The writers are clearly having fun with their game, but the comedy is only a small fraction of Dark Meadow. There’s an intelligent and scary story behind all the monster fights and insane ranting. Players will find scraps of notes and newspapers around the asylum and can collect these to fully unravel the history of the place, and the architect who built it (Frank Lloyd Wright is an obvious inspiration). The story is a bit reminiscent of the Silent Hill games, and is quite fun to piece together.
The business model for iPhone games is traveling down a very clear path. Great games launch at a fairly high price before taking a quick price cut after a month or so, and eventually end up going free-to-play. That’s what happened to Dark Meadow. While it was certainly worth a few dollars at launch, it went free-to-play recently and this has had some changes to the gameplay.
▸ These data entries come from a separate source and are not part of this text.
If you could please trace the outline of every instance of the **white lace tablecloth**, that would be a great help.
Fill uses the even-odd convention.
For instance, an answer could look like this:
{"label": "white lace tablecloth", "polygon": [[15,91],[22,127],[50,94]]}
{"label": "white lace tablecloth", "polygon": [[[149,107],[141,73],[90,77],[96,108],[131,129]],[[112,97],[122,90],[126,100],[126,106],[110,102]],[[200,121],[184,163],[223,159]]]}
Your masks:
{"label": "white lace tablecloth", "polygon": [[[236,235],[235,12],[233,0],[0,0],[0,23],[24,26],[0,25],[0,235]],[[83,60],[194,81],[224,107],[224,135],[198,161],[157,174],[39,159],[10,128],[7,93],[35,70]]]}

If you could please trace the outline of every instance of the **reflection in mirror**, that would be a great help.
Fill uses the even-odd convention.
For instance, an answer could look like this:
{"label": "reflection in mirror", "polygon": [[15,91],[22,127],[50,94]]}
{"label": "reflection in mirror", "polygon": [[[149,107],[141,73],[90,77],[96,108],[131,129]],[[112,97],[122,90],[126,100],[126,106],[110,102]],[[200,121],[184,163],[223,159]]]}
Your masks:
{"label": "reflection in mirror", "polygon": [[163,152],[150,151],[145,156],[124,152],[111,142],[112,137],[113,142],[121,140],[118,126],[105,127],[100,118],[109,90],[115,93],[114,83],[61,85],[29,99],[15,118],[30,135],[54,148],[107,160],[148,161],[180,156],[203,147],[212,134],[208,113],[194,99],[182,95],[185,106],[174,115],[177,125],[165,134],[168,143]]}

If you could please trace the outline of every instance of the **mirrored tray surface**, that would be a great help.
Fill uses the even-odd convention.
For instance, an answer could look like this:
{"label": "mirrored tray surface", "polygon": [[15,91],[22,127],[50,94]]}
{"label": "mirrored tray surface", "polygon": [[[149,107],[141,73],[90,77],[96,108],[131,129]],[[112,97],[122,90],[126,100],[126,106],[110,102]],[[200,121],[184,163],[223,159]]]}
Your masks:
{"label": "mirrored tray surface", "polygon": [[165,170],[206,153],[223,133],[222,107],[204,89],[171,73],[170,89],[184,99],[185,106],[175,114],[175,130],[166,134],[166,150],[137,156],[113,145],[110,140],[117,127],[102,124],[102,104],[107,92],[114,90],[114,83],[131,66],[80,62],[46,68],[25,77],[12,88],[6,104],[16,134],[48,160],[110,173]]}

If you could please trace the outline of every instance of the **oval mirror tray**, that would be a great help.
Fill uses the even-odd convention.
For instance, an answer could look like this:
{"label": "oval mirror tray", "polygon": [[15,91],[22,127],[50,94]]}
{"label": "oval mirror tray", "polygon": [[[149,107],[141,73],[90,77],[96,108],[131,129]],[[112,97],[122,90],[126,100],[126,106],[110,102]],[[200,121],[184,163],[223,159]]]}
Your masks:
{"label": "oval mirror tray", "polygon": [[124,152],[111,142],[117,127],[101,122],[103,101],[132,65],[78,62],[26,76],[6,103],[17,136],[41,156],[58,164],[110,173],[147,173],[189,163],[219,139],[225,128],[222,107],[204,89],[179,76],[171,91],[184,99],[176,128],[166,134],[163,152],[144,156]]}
It’s mostly unharmed, but players are now pestered with ads, and are often given the option to use real-world money to buy in-game items. This extra items aren’t needed to progress in the game, though and players should find it quite rewarding to gather loot the old-fashioned way. Still, at the bargain price of “Free”, it’s hard to not recommend Dark Meadow, especially since it counted as a very good game even when it cost actual money to buy. Aside from the merits of being free, it’s also a fun title for fans of the Infinity Blade genre, and to gamers who enjoy survival horror games.